Data should be broken up like this to improve access time speeds. This is more efficient because there are: fewer rows to search, fewer rows to pull from disk, and fewer columns in description (decreases size of rows)

More complicated topics: chunking, in-core and out-of-core operations, querying, compression

Creating command-line interfaces for Python programs with argparse


Rather than only calling your package from another Python code, you can (fairly easily) create a command-line interface.


                            myprogram --help

                            myprogram --input inputfile.txt --output output.h5
                        

You can/should also use these to change inputs or settings to your programs without modifying code.

Simple example


                            # contents of example.py
                            # import the necessary packages
                            import sys
                            import argparse

                            # construct the argument parse and parse the arguments
                            parser = argparse.ArgumentParser(
                                description='This is a simple command-line program.'
                                )
                            parser.add_argument('-n', '--name', required=True,
                                                help='name of the user'
                                                )
                            args = parser.parse_args(sys.argv[1:])

                            # display a friendly message to the user
                            print("Hi there {}, it's nice to meet you!".format(args.name))
                        

                            $ python example.py --help
                            $ python example.py --name Kyle
                        

Optional arguments



                            ...
                            parser.add_argument('-c', '--count', action='store_true',
                                                default=False,
                                                help='Count number of characters in name'
                                                )
                            args = parser.parse_args(sys.argv[1:])

                            print("Hi there {}, it's nice to meet you!".format(args.name))
                            if args.count:
                                print("Name length: {}".format(len(args.name)))
                        

                            $ python example.py --help
                            $ python example.py --name Kyle -c
                        

Optional arguments



                            ...
                            parser.add_argument('-a', '--age',
                                                default=25,
                                                type=int,
                                                help='Age of person'
                                                )
                            args = parser.parse_args(sys.argv[1:])

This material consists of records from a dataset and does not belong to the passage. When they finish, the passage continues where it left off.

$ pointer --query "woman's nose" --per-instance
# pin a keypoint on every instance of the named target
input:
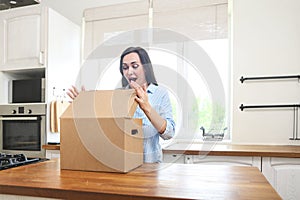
(130, 70)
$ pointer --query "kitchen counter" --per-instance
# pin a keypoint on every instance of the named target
(150, 181)
(287, 151)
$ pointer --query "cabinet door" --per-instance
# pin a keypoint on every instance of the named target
(21, 38)
(284, 175)
(225, 160)
(173, 158)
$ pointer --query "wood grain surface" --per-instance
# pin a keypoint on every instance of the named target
(150, 181)
(287, 151)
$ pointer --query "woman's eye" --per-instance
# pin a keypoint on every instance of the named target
(124, 67)
(135, 65)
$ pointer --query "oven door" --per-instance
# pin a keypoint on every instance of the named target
(23, 134)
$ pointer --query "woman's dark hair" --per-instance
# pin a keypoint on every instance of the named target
(146, 62)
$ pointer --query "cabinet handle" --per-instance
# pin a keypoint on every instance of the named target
(41, 58)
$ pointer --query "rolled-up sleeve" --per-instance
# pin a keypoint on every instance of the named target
(167, 114)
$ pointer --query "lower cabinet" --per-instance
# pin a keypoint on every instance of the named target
(173, 158)
(284, 175)
(224, 160)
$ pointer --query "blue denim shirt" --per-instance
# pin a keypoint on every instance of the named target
(159, 99)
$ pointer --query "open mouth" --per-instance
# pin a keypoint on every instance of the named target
(132, 79)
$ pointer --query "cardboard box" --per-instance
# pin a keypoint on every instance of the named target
(98, 132)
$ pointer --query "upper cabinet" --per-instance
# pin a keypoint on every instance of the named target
(22, 38)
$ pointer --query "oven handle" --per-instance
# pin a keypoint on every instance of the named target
(17, 118)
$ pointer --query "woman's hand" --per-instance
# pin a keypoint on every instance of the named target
(73, 92)
(142, 96)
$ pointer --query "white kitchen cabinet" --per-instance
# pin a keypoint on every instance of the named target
(224, 160)
(37, 41)
(22, 38)
(284, 175)
(173, 158)
(50, 154)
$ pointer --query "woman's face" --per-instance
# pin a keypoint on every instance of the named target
(133, 69)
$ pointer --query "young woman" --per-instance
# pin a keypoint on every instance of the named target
(154, 104)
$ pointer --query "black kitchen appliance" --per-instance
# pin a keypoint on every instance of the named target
(27, 91)
(23, 129)
(14, 160)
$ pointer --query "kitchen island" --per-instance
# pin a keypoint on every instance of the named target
(149, 181)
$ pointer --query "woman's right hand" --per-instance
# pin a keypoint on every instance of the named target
(73, 92)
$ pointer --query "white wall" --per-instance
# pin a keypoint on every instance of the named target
(266, 41)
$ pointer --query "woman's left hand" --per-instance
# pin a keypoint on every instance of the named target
(142, 96)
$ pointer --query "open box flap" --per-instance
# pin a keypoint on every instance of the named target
(102, 103)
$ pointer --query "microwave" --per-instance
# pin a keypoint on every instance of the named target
(27, 91)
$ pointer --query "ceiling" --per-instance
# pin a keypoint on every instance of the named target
(7, 4)
(73, 9)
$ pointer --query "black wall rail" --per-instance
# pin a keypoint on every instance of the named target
(242, 107)
(242, 79)
(295, 115)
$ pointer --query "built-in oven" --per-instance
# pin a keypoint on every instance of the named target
(23, 129)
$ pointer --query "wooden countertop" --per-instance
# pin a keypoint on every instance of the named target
(150, 181)
(288, 151)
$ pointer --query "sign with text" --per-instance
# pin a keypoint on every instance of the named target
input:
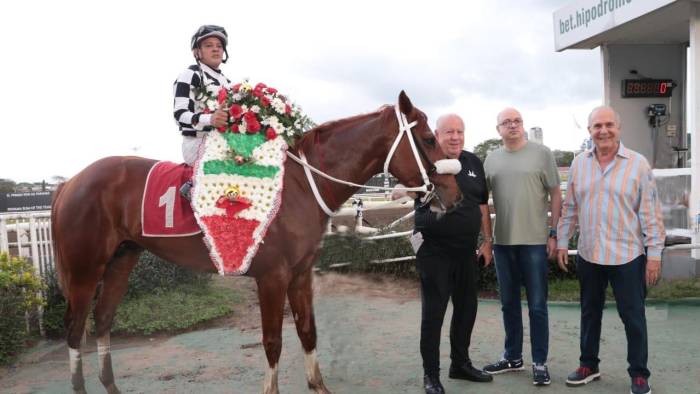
(584, 19)
(25, 202)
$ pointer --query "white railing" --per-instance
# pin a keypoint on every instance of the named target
(28, 235)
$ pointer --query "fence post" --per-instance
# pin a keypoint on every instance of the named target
(34, 245)
(36, 262)
(4, 243)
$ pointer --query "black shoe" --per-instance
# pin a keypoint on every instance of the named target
(640, 385)
(468, 372)
(581, 376)
(540, 375)
(432, 385)
(504, 366)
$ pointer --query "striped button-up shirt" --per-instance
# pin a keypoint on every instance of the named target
(617, 209)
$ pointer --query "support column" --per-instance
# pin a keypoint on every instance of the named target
(694, 120)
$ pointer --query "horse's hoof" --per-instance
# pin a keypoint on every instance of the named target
(319, 388)
(112, 389)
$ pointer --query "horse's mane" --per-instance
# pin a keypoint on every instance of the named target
(307, 140)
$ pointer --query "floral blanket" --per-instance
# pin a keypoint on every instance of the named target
(238, 178)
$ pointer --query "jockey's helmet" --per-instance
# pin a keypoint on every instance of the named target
(207, 31)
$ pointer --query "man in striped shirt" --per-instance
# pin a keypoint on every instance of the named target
(612, 197)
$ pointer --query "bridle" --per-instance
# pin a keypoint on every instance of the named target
(448, 167)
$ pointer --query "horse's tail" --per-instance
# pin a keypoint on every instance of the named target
(55, 235)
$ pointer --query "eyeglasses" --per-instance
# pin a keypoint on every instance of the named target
(508, 123)
(601, 126)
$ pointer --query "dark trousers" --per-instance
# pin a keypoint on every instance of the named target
(629, 287)
(446, 273)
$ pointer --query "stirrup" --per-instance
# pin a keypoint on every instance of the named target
(186, 190)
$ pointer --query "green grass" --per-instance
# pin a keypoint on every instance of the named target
(174, 310)
(667, 290)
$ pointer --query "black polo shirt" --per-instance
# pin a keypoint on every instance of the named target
(459, 228)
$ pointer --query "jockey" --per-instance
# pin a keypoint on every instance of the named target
(191, 87)
(208, 46)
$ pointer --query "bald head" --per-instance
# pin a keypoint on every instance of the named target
(449, 131)
(508, 113)
(604, 108)
(449, 119)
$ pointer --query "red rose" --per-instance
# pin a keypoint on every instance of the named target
(222, 95)
(252, 123)
(235, 111)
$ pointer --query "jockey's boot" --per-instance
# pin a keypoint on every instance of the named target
(186, 190)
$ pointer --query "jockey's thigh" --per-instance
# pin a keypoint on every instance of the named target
(190, 148)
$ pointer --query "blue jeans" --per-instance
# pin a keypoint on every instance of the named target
(629, 287)
(518, 265)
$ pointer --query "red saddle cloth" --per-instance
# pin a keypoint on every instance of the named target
(164, 212)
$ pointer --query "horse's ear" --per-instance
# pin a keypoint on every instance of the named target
(405, 104)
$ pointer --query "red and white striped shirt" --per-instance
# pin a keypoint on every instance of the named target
(617, 209)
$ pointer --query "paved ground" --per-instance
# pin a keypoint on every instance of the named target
(368, 343)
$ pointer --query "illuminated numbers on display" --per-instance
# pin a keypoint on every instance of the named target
(647, 87)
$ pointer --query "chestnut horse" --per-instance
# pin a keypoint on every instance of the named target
(96, 222)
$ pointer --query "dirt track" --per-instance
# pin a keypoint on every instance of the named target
(368, 343)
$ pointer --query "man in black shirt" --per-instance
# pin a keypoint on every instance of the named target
(447, 262)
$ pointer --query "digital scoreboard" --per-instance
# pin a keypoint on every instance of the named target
(647, 87)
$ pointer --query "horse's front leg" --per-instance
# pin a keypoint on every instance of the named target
(300, 295)
(271, 291)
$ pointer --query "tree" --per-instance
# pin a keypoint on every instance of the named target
(7, 185)
(484, 148)
(563, 158)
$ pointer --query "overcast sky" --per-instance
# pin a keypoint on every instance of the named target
(88, 79)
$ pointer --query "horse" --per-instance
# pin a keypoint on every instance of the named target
(96, 222)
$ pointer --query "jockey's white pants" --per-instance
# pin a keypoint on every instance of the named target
(190, 148)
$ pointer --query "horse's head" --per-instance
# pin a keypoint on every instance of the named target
(403, 161)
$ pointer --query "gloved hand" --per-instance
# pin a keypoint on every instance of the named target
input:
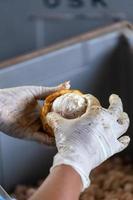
(85, 142)
(20, 111)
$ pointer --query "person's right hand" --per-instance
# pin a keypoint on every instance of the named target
(86, 142)
(20, 111)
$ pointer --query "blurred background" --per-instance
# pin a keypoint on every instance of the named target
(29, 24)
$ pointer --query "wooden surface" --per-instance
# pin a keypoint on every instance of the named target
(83, 37)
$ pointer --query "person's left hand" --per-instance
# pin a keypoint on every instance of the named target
(20, 111)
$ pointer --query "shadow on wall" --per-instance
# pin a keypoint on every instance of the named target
(117, 78)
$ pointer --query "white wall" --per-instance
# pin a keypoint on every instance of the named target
(19, 34)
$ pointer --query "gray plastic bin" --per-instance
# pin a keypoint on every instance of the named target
(99, 62)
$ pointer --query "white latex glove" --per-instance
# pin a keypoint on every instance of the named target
(20, 112)
(85, 142)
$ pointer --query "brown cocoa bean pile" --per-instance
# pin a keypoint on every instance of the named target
(113, 180)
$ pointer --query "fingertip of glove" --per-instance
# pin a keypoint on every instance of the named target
(124, 142)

                            print("Hi there {}, it's nice to meet you!".format(args.name))
                            if args.count:
                                print("Name length: {}".format(len(args.name)))
                            print("Age: {}".format(args.age))
                        

                            $ python example.py --help
                            $ python example.py --name Kyle --age 31
                        

More complex input


For larger/more complex input, may be better to use an input file.

YAML is a good option for this: use pyyaml (import yaml)

input.yaml:


                            case: square cavity
                            length: 1.0
                            resolution: 0.01
                            velocities:
                              - 1.0
                              - 10.0
                              - 100.0
                        

                            import yaml
                            with open('input.yaml', 'r') as f:
                                inputs = yaml.safe_load(f)
                        

Returns a dict

Takehome messages


If you need to store numerical data, use HDF5 instead of plaintext.

Consider implementing a command-line interface for your program, possibly in combination with more complex YAML configuration/input files.